As time went on, it was shown that vaccine uptake in those 65+ continued to increase in all three counties. In the graph the 2021 was population was utilized as the denominator to calculate the proportion of 65+ vaccinated where it was demonstrated that Broward County had the highest uptake of vaccine rate followed by Miami-Dade and then Palm Beach County.
## Additional Graph (Using 2022 Provisional Poplation)
We decided to go ahead and model a second graph where we used the 2022 provisional population. We see an increase in the 2022 population thus far, which may have been due to the political and economic change in Florida potentially motivating people to migrate relocate (i.e., gas prices, political beliefs, mandates, etc.). When we used the 2022 population as the denominator to calculate the proportion of 65+ vaccinated, it is now demonstrated that Miami-Dade is the leading of these three counties at ~91% of vaccination rate, whereas Broward is at ~90% and Palm Beach County is at ~87%.
```{r extra-graph}
CountyPopulation2022_df <- read_excel(
"Population by Year by County_2022 (1).xlsx",
skip = 4
) %>%
rename(
County = Agegroup2,
`65-74` = `65-74...36`,
`75-84` = `75-84...37`,
`85+` = `85+...38`
) %>%
filter(County %in% c("Miami-Dade", "Broward", "Palm Beach")) %>%
mutate(
`65-74` = as.numeric(
as.character(gsub(",","", `65-74`))
),
`75-84` = as.numeric(
as.character(gsub(",","", `75-84`))
),
`85+` = as.numeric(
as.character(gsub(",","", `85+`))
)
) %>%
select(County, `65-74`, `75-84`, `85+`) %>%
mutate(population = rowSums(across(where(is.numeric)))) %>%
mutate(
County = replace(County, County == "Miami-Dade", "Miami-Dade County, FL"),
County = replace(County, County == "Broward", "Broward County, FL"),
County = replace(County, County == "Palm Beach", "Palm Beach County, FL")
) %>%
select(County, population)
COVID2022_df <- full_join(data_df, CountyPopulation2022_df, by = "County") %>%
mutate(
`Proportion Vaccinated, 65+` =
`People who are fully vaccinated - ages 65+` / population
) %>%
filter(Date > "2021-04-11")
ggplot(data = COVID2022_df) +
aes(
x = Date,
y = `Proportion Vaccinated, 65+`,
color = County
) +
scale_y_continuous(limits = c(0, 1), breaks = seq(0, 1, 0.1)) +
scale_color_brewer(palette = "Dark2") +
labs (
title = "65+ Vaccinated Proportion",
x = "Date",
y = "Proportion Vaccinated, 65+"
) +
theme(legend.position = "bottom") +
geom_line()
```
# Conclusion:
Throughout this pandemic, a few things have been clear:
* Public health was neglected resulting in a lack of health response from different entities, data collection was not consistent and there was a lot of reluctance to take life-saving vaccines.

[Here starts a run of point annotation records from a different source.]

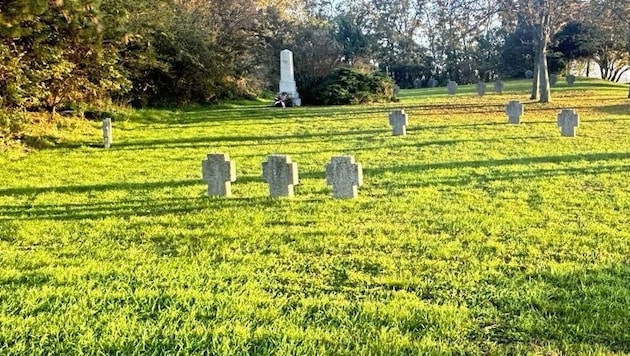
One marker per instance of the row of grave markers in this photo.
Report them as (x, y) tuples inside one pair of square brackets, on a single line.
[(342, 173), (568, 119)]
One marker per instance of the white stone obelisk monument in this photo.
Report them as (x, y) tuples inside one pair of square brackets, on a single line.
[(287, 80)]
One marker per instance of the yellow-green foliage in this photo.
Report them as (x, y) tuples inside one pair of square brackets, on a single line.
[(470, 235)]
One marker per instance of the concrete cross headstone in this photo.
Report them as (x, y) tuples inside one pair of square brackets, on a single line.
[(451, 87), (107, 132), (529, 74), (514, 110), (481, 88), (345, 175), (281, 174), (568, 121), (219, 172), (287, 78), (498, 86), (398, 120)]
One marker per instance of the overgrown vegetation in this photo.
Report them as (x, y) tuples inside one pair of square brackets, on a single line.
[(469, 236)]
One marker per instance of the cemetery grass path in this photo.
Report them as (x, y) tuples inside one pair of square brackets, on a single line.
[(469, 235)]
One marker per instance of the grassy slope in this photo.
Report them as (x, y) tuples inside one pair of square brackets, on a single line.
[(469, 235)]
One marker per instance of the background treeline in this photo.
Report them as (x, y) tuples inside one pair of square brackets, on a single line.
[(58, 54)]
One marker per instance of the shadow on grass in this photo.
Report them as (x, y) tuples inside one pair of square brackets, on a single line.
[(588, 157), (129, 208)]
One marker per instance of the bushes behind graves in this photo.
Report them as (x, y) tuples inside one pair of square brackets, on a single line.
[(345, 86)]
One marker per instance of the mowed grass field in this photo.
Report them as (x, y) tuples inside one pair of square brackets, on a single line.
[(470, 235)]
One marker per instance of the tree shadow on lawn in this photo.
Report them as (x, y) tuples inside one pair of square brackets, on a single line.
[(588, 306), (469, 178)]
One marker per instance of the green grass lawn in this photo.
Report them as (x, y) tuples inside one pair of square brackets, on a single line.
[(469, 235)]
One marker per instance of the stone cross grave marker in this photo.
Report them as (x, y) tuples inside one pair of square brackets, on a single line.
[(287, 78), (481, 88), (514, 110), (281, 174), (451, 87), (219, 172), (498, 86), (107, 132), (568, 121), (398, 120), (345, 175)]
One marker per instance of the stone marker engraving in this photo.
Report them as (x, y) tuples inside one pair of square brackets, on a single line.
[(287, 79), (281, 174), (481, 88), (107, 132), (529, 74), (498, 86), (568, 121), (514, 110), (219, 172), (345, 175), (451, 87), (398, 120)]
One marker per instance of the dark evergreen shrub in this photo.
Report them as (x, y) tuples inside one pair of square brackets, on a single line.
[(345, 86)]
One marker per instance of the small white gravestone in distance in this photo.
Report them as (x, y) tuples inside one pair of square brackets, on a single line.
[(514, 110), (451, 86), (398, 120), (219, 172), (281, 174), (107, 132), (287, 79), (498, 86), (568, 121), (345, 175), (481, 88)]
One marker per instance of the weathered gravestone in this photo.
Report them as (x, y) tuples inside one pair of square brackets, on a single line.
[(481, 88), (398, 120), (451, 87), (514, 110), (345, 175), (219, 172), (498, 86), (281, 174), (287, 78), (107, 132), (568, 121)]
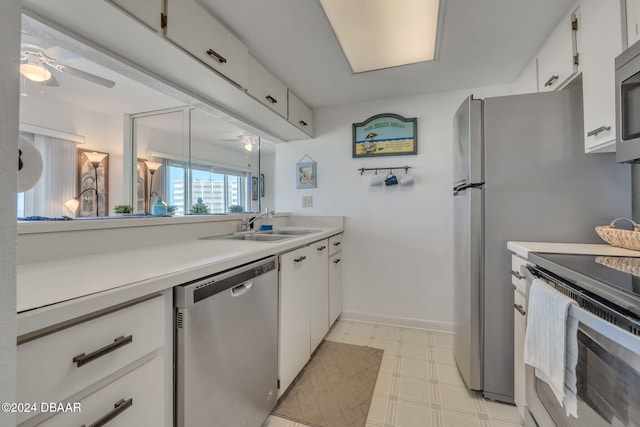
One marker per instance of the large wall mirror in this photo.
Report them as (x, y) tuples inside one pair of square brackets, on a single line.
[(113, 137)]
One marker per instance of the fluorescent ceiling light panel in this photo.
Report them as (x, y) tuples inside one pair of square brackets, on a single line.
[(376, 34)]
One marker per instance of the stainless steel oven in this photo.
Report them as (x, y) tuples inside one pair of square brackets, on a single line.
[(608, 368), (628, 104)]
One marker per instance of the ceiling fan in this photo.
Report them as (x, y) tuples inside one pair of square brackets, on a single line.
[(37, 64)]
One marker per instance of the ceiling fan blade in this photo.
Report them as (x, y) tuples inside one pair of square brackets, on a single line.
[(84, 75), (52, 82), (59, 54)]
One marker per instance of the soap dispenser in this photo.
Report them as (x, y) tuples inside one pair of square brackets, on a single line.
[(159, 208), (266, 223)]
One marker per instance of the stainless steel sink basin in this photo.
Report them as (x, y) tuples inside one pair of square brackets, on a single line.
[(290, 232), (256, 237)]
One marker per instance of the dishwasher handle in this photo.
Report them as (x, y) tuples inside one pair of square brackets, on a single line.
[(242, 288)]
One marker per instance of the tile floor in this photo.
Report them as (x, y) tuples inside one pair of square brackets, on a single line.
[(418, 384)]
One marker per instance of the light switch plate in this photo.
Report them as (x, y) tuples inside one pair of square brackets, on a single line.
[(307, 201)]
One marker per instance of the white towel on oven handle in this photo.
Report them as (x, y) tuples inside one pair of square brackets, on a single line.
[(551, 345)]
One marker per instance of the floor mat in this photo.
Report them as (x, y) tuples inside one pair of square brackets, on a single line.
[(335, 388)]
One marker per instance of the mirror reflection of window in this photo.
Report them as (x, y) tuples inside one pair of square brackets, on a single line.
[(196, 148)]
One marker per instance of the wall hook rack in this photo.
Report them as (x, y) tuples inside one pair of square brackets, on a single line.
[(406, 169)]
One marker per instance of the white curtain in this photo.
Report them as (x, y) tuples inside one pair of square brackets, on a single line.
[(58, 181)]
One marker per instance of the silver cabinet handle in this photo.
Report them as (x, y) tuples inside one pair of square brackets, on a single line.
[(83, 359), (551, 80), (597, 131), (221, 59), (119, 407)]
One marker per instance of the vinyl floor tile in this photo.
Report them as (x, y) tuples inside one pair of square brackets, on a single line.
[(418, 384)]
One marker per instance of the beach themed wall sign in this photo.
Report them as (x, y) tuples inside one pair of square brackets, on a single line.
[(385, 135)]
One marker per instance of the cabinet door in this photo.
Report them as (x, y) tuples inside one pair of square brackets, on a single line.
[(300, 115), (601, 42), (294, 326), (335, 287), (266, 88), (318, 277), (633, 21), (135, 399), (519, 326), (556, 59), (147, 12), (192, 27)]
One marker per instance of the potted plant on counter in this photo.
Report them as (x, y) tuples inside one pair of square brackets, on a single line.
[(123, 209)]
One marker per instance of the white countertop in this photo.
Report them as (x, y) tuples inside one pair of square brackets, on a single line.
[(55, 291), (522, 249)]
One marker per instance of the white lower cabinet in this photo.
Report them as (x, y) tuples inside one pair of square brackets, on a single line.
[(335, 287), (75, 361), (318, 293), (294, 328), (135, 399), (305, 307)]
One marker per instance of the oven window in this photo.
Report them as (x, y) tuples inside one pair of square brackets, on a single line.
[(608, 387), (630, 107)]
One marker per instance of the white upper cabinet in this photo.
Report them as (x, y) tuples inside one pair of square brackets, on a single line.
[(556, 61), (300, 115), (601, 42), (192, 27), (633, 21), (266, 88), (148, 12)]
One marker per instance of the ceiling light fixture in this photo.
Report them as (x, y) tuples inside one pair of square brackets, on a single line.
[(35, 72), (377, 34)]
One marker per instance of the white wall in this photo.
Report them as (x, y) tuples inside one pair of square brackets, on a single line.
[(102, 132), (9, 92), (398, 241)]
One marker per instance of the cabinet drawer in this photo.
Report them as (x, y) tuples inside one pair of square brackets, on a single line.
[(266, 88), (335, 244), (192, 27), (517, 279), (135, 399), (47, 371), (300, 115)]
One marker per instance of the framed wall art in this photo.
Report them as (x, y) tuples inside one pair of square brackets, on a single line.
[(306, 174), (385, 135)]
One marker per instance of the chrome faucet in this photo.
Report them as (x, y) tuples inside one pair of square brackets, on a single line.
[(246, 223)]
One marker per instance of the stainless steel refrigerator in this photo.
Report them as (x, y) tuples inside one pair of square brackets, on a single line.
[(520, 173)]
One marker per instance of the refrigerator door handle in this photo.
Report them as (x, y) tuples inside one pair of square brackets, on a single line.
[(458, 188)]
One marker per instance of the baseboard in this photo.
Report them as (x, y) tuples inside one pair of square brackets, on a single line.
[(406, 322)]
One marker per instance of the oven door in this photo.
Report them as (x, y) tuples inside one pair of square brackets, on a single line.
[(608, 379)]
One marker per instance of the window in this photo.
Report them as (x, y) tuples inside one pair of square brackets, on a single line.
[(219, 188)]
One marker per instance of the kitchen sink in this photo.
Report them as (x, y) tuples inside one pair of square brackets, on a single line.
[(290, 232), (256, 237)]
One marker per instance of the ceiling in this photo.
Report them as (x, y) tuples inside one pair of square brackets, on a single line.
[(482, 43)]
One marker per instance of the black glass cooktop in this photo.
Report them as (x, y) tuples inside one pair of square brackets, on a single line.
[(615, 279)]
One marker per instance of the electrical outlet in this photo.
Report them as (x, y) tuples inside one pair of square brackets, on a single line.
[(307, 201)]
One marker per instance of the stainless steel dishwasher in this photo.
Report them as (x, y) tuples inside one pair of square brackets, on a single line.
[(227, 347)]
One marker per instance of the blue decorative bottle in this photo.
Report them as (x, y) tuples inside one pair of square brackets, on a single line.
[(159, 207)]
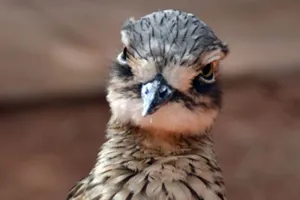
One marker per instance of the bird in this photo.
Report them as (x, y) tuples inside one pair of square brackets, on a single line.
[(165, 95)]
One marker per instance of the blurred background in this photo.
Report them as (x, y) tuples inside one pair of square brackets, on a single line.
[(54, 63)]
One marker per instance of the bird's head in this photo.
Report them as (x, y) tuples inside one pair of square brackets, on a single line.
[(166, 77)]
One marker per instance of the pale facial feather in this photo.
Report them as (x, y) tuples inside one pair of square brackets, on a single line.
[(171, 118)]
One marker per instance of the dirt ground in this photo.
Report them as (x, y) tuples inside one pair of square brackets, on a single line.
[(46, 148), (50, 49)]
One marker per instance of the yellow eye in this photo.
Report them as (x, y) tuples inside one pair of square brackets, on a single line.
[(207, 73)]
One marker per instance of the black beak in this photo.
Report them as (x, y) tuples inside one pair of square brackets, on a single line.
[(155, 93)]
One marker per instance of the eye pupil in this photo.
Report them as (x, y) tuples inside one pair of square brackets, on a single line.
[(124, 54), (207, 70)]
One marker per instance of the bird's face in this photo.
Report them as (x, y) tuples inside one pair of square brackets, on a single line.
[(166, 77)]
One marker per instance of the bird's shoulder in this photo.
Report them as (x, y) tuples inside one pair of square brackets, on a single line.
[(77, 192)]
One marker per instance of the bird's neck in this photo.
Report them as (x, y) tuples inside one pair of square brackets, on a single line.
[(159, 143)]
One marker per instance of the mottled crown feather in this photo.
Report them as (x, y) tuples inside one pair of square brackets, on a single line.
[(169, 34)]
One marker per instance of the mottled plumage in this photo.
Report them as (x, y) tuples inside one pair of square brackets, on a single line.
[(164, 96)]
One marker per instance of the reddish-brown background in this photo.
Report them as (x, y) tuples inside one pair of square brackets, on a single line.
[(54, 60)]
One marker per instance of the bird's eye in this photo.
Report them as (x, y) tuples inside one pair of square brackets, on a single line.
[(122, 57), (207, 73)]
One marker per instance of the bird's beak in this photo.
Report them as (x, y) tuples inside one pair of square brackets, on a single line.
[(155, 93)]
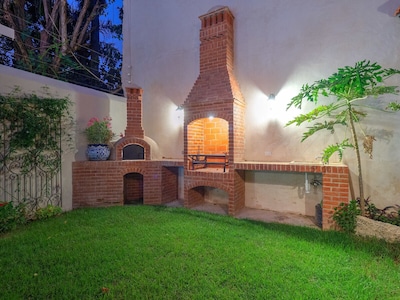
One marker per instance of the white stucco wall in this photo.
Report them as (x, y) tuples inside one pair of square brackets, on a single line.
[(87, 103), (279, 45)]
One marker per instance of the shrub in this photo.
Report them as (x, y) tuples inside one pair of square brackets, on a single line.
[(47, 212), (11, 216), (345, 216)]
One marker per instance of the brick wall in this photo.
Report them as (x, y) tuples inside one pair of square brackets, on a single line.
[(101, 183)]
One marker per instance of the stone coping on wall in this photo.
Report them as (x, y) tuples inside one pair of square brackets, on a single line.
[(293, 166)]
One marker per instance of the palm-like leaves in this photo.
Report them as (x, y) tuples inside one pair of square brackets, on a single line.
[(348, 86)]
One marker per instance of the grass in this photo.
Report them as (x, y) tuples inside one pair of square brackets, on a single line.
[(147, 252)]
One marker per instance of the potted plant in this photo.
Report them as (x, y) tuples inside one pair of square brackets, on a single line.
[(99, 135)]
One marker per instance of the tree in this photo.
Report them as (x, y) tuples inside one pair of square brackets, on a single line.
[(60, 40), (347, 89)]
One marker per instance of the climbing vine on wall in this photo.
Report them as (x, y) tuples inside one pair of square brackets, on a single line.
[(33, 132), (32, 125)]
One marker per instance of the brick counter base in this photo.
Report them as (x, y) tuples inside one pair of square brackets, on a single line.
[(101, 183), (335, 182)]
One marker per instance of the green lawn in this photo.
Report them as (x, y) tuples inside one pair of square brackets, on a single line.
[(147, 252)]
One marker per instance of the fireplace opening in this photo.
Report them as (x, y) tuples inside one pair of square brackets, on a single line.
[(133, 189), (208, 142), (132, 152)]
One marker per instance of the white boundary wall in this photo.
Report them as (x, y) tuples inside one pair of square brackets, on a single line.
[(87, 103)]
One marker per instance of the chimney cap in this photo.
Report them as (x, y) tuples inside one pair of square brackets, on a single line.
[(215, 8)]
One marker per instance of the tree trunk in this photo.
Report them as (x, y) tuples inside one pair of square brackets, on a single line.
[(357, 151)]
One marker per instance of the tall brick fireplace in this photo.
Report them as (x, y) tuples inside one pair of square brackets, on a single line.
[(214, 115)]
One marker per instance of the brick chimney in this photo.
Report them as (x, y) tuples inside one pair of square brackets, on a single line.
[(215, 94), (134, 113), (216, 91)]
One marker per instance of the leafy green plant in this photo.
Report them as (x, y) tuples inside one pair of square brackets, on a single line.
[(34, 131), (99, 131), (47, 212), (11, 216), (389, 214), (345, 215), (347, 88)]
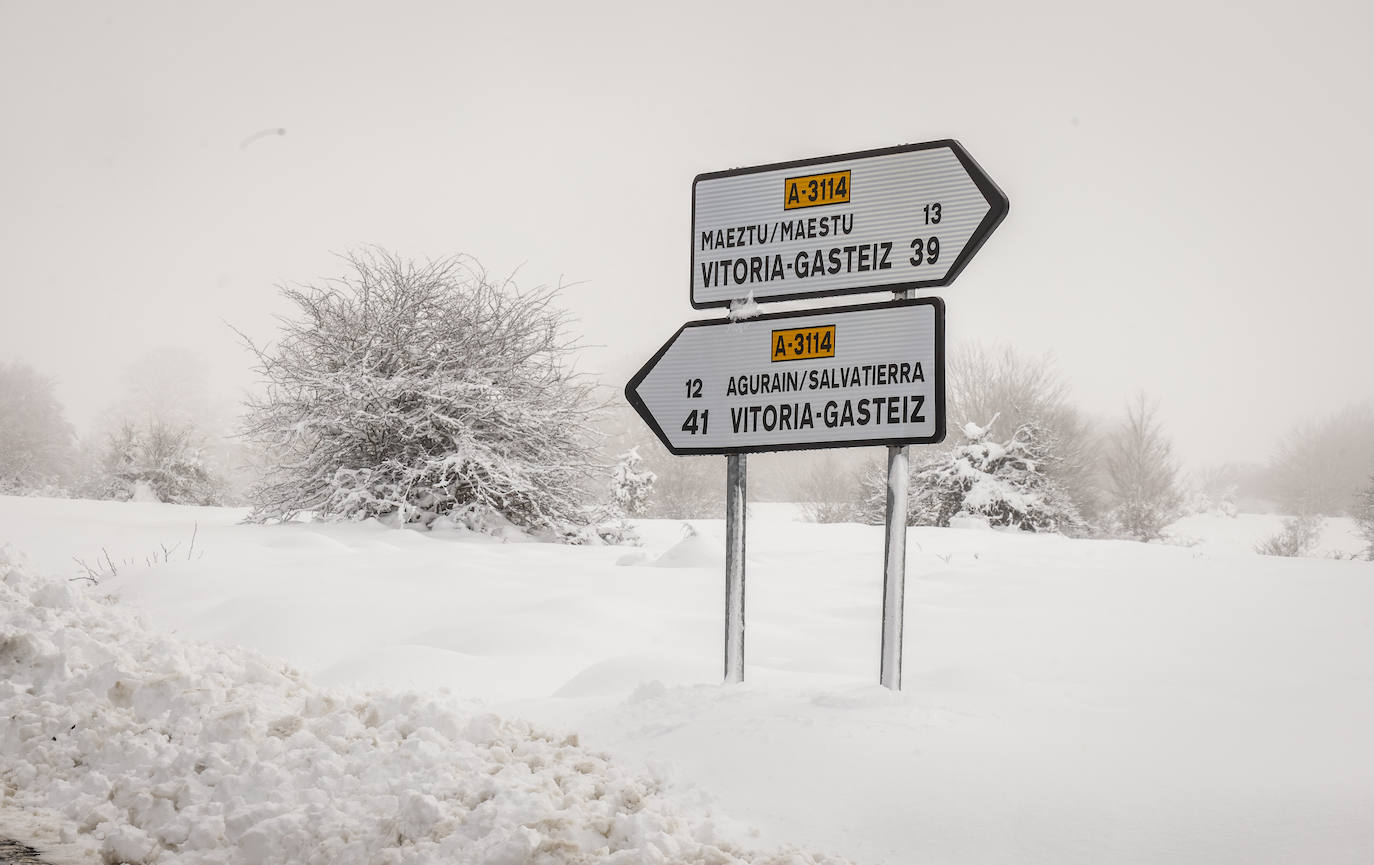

* There is no doubt that political beliefs have played a role in the response to this pandemic.
* Although people have been slow in receiving the vaccine, currently 67.8% of the population in Florida is vaccinated. This indicates that most of those 65+ have received the vaccine (~92%) which is demonstrated by our graphs. This positive trend in vaccine uptake amongst those who are 65+ is promising since this population is the most vulnerable.